Switch the interaction mode (top-left of the 3D Viewport) to Texture Paint, then press N and look for the 3MF tab.
I can't find the Initialize Painting button
If you see a filament swatch palette instead of the initialize setup, the mesh already has a paint texture. You're in active paint state, not initialization state.
If you see neither — check you're in Texture Paint mode and that a mesh object is selected and active.
The brush is painting but the colors look wrong / blurry
Soft brush falloff causes blurry edges that export as ambiguous color boundaries. The panel will show a warning if it detects this. Click Fix Brush Falloff to snap the brush to Constant falloff. Then use Quantize Texture before exporting to clean up any accumulated blur.
I painted the wrong filament over a big area and want to undo it cleanly
Reassign Filament Color is the right tool for this. Select the filament you want to fix in the list, click Reassign, and pick the replacement color. It bulk-replaces every pixel of that color on the texture in one operation — much faster than trying to paint over it.
If you want to clear a region back to the base/default extruder color, use Reassign and set the target to the base filament's color.
Quantize Texture merged zones I didn't want merged
Lower the Region Similarity value (default 0.20) before running Quantize again. A lower value means the algorithm requires regions to be more similar in color before merging adjacent areas, preserving finer distinctions.
If regions are still merging incorrectly, make sure the colors in your filament list are sufficiently distinct from each other. Very similar filament colors are hard for the region algorithm to separate.
Slicer / Compatibility Questions
Does this work with Cura?
Not currently. Cura uses a blue-channel encoding in PNG files for color zones which is a different format entirely.
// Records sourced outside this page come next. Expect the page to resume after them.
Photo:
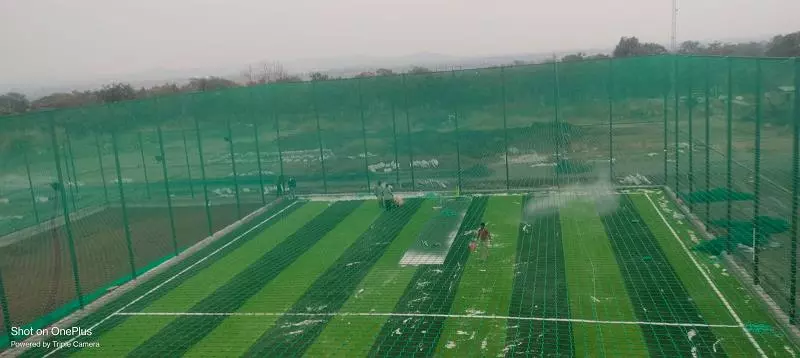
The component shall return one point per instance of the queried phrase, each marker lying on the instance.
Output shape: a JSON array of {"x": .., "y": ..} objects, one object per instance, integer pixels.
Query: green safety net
[{"x": 95, "y": 196}]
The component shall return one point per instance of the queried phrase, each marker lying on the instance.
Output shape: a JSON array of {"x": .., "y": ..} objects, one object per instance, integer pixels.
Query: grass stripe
[
  {"x": 540, "y": 290},
  {"x": 184, "y": 332},
  {"x": 485, "y": 287},
  {"x": 657, "y": 293},
  {"x": 279, "y": 210},
  {"x": 292, "y": 335},
  {"x": 596, "y": 287},
  {"x": 432, "y": 290},
  {"x": 773, "y": 342},
  {"x": 136, "y": 330},
  {"x": 378, "y": 292},
  {"x": 235, "y": 334}
]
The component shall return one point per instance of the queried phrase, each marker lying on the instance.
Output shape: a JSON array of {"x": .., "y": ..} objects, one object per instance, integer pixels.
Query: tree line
[{"x": 12, "y": 103}]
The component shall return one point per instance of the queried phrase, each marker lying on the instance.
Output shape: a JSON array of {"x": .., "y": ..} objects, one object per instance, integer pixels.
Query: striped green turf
[
  {"x": 136, "y": 330},
  {"x": 714, "y": 311},
  {"x": 596, "y": 287},
  {"x": 378, "y": 292},
  {"x": 237, "y": 333},
  {"x": 485, "y": 287}
]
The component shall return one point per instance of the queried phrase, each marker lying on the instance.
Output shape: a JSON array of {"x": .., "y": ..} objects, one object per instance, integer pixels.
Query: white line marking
[
  {"x": 394, "y": 314},
  {"x": 174, "y": 277},
  {"x": 708, "y": 279}
]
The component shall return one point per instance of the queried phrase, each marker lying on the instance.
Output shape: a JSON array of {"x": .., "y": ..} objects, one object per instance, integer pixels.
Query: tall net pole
[
  {"x": 100, "y": 164},
  {"x": 408, "y": 133},
  {"x": 188, "y": 165},
  {"x": 505, "y": 122},
  {"x": 319, "y": 136},
  {"x": 795, "y": 193},
  {"x": 363, "y": 132},
  {"x": 729, "y": 158},
  {"x": 757, "y": 179},
  {"x": 163, "y": 157},
  {"x": 125, "y": 224},
  {"x": 30, "y": 184},
  {"x": 59, "y": 188},
  {"x": 611, "y": 119},
  {"x": 229, "y": 139},
  {"x": 206, "y": 202}
]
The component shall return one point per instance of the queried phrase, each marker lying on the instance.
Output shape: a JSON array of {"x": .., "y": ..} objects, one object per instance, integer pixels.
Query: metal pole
[
  {"x": 408, "y": 133},
  {"x": 611, "y": 118},
  {"x": 363, "y": 132},
  {"x": 795, "y": 193},
  {"x": 396, "y": 156},
  {"x": 203, "y": 176},
  {"x": 5, "y": 310},
  {"x": 72, "y": 159},
  {"x": 556, "y": 96},
  {"x": 666, "y": 119},
  {"x": 30, "y": 184},
  {"x": 258, "y": 163},
  {"x": 757, "y": 178},
  {"x": 144, "y": 164},
  {"x": 233, "y": 167},
  {"x": 125, "y": 224},
  {"x": 458, "y": 142},
  {"x": 166, "y": 187},
  {"x": 729, "y": 154},
  {"x": 319, "y": 136},
  {"x": 707, "y": 95},
  {"x": 102, "y": 169},
  {"x": 505, "y": 122},
  {"x": 188, "y": 166},
  {"x": 278, "y": 139},
  {"x": 677, "y": 128},
  {"x": 74, "y": 181},
  {"x": 65, "y": 208},
  {"x": 690, "y": 104}
]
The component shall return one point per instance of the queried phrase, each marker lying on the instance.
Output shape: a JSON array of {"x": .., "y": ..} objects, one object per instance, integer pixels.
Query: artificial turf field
[{"x": 318, "y": 278}]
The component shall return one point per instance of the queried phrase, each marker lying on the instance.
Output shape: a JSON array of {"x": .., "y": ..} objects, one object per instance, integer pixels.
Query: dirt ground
[{"x": 37, "y": 272}]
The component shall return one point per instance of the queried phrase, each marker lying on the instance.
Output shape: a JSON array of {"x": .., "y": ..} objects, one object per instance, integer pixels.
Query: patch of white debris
[
  {"x": 474, "y": 312},
  {"x": 307, "y": 322}
]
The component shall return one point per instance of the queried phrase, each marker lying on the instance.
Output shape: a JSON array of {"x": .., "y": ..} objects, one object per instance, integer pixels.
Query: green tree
[
  {"x": 418, "y": 70},
  {"x": 784, "y": 45},
  {"x": 365, "y": 75},
  {"x": 319, "y": 76},
  {"x": 630, "y": 46},
  {"x": 66, "y": 100},
  {"x": 203, "y": 84},
  {"x": 580, "y": 56},
  {"x": 116, "y": 92},
  {"x": 384, "y": 72},
  {"x": 691, "y": 47},
  {"x": 13, "y": 102}
]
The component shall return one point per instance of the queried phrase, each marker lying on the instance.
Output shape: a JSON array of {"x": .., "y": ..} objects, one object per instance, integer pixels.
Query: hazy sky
[{"x": 67, "y": 40}]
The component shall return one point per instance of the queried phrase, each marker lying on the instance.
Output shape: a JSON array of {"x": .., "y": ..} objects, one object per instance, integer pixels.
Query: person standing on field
[
  {"x": 279, "y": 186},
  {"x": 292, "y": 187},
  {"x": 388, "y": 197},
  {"x": 484, "y": 238},
  {"x": 379, "y": 193}
]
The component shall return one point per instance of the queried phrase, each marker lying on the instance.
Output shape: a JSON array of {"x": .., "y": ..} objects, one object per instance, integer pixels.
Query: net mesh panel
[
  {"x": 584, "y": 122},
  {"x": 299, "y": 138},
  {"x": 531, "y": 114},
  {"x": 637, "y": 98},
  {"x": 481, "y": 135},
  {"x": 660, "y": 120},
  {"x": 386, "y": 134}
]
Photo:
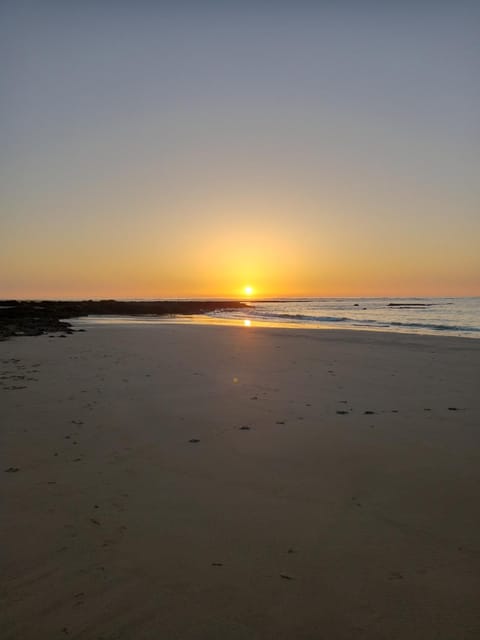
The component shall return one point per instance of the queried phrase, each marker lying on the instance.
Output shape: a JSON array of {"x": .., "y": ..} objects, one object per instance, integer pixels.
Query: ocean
[
  {"x": 427, "y": 316},
  {"x": 434, "y": 316}
]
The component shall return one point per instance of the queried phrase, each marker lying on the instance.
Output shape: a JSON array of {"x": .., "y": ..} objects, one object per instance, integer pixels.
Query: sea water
[
  {"x": 434, "y": 316},
  {"x": 445, "y": 316}
]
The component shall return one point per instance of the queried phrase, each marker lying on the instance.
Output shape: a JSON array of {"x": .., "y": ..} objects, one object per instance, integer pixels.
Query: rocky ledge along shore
[{"x": 34, "y": 318}]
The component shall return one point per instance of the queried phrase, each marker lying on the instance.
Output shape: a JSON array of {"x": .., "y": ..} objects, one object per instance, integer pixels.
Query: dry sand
[{"x": 322, "y": 520}]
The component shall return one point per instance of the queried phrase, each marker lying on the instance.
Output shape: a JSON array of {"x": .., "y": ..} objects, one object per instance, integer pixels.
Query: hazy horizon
[{"x": 186, "y": 151}]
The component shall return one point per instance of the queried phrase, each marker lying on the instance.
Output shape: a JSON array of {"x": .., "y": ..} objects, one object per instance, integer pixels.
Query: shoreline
[
  {"x": 204, "y": 320},
  {"x": 197, "y": 482}
]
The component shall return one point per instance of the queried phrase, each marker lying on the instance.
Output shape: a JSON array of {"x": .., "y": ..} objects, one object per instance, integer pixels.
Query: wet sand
[{"x": 199, "y": 482}]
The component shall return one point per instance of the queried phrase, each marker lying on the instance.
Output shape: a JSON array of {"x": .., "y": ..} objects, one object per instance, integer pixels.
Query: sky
[{"x": 189, "y": 149}]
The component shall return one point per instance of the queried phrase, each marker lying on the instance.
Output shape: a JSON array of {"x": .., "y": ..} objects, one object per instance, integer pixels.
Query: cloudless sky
[{"x": 162, "y": 149}]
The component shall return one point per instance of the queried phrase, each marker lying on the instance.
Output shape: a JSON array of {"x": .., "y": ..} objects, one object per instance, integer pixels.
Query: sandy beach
[{"x": 203, "y": 483}]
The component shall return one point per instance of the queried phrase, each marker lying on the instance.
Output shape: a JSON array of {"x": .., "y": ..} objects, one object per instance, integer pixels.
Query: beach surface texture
[{"x": 216, "y": 483}]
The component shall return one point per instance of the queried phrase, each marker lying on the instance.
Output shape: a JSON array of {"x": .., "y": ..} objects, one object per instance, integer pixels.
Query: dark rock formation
[{"x": 33, "y": 318}]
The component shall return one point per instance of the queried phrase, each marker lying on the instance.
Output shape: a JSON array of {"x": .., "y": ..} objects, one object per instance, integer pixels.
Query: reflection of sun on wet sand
[{"x": 217, "y": 482}]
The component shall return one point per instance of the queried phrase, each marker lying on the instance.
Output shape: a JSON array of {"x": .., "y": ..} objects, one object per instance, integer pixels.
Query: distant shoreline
[{"x": 33, "y": 318}]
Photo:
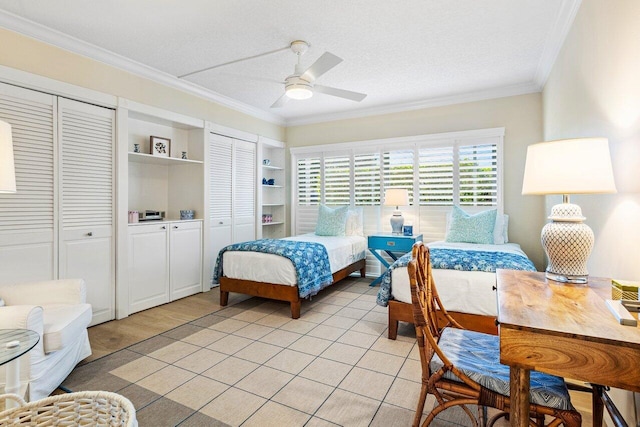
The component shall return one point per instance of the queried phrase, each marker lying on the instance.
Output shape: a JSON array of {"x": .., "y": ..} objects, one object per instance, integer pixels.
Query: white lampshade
[
  {"x": 7, "y": 168},
  {"x": 396, "y": 197},
  {"x": 569, "y": 166}
]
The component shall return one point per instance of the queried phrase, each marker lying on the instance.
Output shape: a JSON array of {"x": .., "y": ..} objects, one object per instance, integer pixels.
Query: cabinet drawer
[{"x": 391, "y": 243}]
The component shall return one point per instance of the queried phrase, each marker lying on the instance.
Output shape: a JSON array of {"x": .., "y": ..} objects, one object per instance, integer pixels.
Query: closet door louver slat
[
  {"x": 220, "y": 201},
  {"x": 87, "y": 165},
  {"x": 32, "y": 125}
]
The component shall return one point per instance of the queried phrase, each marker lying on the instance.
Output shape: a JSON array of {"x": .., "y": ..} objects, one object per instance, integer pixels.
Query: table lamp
[
  {"x": 396, "y": 197},
  {"x": 7, "y": 168},
  {"x": 570, "y": 166}
]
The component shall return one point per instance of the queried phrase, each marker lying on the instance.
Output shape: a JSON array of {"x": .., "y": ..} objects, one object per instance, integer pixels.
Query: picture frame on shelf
[{"x": 160, "y": 146}]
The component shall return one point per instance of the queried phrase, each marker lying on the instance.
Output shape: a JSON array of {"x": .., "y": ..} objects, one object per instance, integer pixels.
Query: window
[
  {"x": 398, "y": 170},
  {"x": 366, "y": 170},
  {"x": 337, "y": 178},
  {"x": 309, "y": 181},
  {"x": 478, "y": 175},
  {"x": 436, "y": 175},
  {"x": 457, "y": 168}
]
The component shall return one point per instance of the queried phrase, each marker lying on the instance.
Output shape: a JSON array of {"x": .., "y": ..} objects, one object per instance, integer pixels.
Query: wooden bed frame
[
  {"x": 279, "y": 292},
  {"x": 402, "y": 311}
]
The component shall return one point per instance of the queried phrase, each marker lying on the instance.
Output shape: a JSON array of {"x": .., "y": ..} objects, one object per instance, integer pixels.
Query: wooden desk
[{"x": 565, "y": 330}]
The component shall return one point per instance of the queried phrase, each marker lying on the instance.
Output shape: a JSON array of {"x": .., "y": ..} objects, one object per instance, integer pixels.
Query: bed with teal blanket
[
  {"x": 464, "y": 275},
  {"x": 290, "y": 269}
]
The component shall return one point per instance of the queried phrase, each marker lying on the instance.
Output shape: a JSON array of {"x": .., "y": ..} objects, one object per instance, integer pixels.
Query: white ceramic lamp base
[
  {"x": 567, "y": 242},
  {"x": 397, "y": 221}
]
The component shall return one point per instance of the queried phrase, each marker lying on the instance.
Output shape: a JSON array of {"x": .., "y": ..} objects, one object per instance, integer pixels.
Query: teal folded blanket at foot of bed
[
  {"x": 458, "y": 259},
  {"x": 310, "y": 260}
]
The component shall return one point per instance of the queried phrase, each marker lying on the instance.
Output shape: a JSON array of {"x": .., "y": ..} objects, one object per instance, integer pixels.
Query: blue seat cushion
[{"x": 477, "y": 355}]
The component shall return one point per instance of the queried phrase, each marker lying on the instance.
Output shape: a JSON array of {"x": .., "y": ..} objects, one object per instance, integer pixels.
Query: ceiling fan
[{"x": 301, "y": 84}]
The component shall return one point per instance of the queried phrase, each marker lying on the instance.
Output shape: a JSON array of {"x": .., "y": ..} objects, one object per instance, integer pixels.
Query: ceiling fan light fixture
[{"x": 299, "y": 91}]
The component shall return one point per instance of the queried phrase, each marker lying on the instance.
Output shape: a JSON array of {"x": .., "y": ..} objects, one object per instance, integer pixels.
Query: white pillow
[{"x": 355, "y": 222}]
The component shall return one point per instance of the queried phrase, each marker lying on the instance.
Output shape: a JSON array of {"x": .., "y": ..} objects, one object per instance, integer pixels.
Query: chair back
[{"x": 427, "y": 307}]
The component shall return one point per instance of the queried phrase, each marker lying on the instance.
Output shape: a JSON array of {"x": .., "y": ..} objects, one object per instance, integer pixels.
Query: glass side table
[{"x": 13, "y": 344}]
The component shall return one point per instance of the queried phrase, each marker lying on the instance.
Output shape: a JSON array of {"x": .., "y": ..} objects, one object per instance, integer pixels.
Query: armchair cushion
[{"x": 63, "y": 324}]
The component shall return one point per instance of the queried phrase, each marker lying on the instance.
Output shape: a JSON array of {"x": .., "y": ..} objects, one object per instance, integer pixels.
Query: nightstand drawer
[{"x": 393, "y": 243}]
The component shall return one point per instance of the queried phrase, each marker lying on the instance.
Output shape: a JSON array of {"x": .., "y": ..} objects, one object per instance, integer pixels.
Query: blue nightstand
[{"x": 392, "y": 244}]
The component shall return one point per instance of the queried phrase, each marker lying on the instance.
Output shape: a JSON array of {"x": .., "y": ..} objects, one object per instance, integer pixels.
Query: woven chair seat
[
  {"x": 85, "y": 408},
  {"x": 477, "y": 355}
]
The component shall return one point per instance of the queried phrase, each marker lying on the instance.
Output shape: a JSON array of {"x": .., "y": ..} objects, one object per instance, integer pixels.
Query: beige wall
[
  {"x": 594, "y": 90},
  {"x": 26, "y": 54},
  {"x": 521, "y": 116}
]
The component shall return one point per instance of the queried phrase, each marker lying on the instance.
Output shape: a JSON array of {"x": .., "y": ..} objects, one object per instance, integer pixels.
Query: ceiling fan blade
[
  {"x": 280, "y": 102},
  {"x": 233, "y": 62},
  {"x": 326, "y": 62},
  {"x": 347, "y": 94}
]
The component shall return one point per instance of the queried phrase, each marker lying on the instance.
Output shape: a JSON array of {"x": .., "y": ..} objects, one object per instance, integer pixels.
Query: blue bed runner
[
  {"x": 458, "y": 259},
  {"x": 310, "y": 260}
]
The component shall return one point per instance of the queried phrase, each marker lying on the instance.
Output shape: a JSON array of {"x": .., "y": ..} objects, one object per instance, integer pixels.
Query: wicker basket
[{"x": 85, "y": 408}]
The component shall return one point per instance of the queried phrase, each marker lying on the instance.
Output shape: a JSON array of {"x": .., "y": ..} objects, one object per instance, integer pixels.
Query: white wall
[
  {"x": 521, "y": 116},
  {"x": 594, "y": 90}
]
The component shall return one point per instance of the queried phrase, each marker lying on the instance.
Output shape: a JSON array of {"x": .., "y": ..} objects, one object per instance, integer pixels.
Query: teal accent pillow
[
  {"x": 467, "y": 228},
  {"x": 332, "y": 222}
]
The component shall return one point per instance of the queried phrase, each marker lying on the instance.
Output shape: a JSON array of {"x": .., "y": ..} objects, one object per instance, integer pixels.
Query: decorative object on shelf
[
  {"x": 160, "y": 146},
  {"x": 579, "y": 166},
  {"x": 7, "y": 167},
  {"x": 187, "y": 214},
  {"x": 396, "y": 197}
]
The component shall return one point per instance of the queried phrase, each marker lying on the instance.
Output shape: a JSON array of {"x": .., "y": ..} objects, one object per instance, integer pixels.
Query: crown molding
[
  {"x": 500, "y": 92},
  {"x": 555, "y": 40},
  {"x": 58, "y": 39}
]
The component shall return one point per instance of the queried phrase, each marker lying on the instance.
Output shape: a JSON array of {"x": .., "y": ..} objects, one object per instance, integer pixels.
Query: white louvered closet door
[
  {"x": 244, "y": 191},
  {"x": 87, "y": 248},
  {"x": 27, "y": 218},
  {"x": 220, "y": 196}
]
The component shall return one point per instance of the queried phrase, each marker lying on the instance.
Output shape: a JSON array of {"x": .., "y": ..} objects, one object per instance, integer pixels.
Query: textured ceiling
[{"x": 401, "y": 54}]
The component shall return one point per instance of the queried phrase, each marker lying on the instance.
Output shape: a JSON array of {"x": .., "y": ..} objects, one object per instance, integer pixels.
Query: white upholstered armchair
[{"x": 58, "y": 312}]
It's on the research list but not implemented.
I exported for Orca but the file shows no printer or filament config in the slicer
You either need to embed a Slicer Profile (see Slicer Profiles) or the source file you imported from didn't have config data.
Check the Slicer Info sub-panel in the 3MF N-panel tab after import — if it lists config file names, those are stashed and will round-trip automatically. If it's empty, there was no embedded config and you'll need a saved profile or to configure the slicer manually.
My print service rejected the file saying it doesn't support components
Enable Flatten Hierarchy in the export dialog. This writes all objects as top-level build items instead of 3MF component references, which is the broadest compatibility mode.
The slicer shows objects in the wrong position / scale
Check that the 3MF was exported in millimeters (the default). Blender scenes set to meters with scale 1.0 export as millimeters correctly. If your scene units are set to something unusual, verify the Scale setting in the export dialog is compensating correctly.
General Questions
Where are my settings saved between sessions?
All addon defaults live in Edit → Preferences → Add-ons → 3MF → Import and Export tabs. Slicer Profiles live in the Advanced tab. Everything else (like the filament list for a specific model) lives on the scene or mesh data in the .blend file.
Can I use this without having a 3MF file to start from?
Yes. The export workflow works on any Blender scene with meshes. You don't need to import a 3MF first. For plain geometry export, just use File → Export → 3D Manufacturing Format (.3mf) directly. For MMU painting on a new model, use the Initialize Painting workflow in the MMU Paint panel.
Does the addon support Blender 4.1 / 4.2 / 5.0?
Minimum supported version is Blender 4.2. The addon is primarily developed on Blender 5.0. If something looks or behaves differently from what this guide describes, check that you're on 4.2 or newer.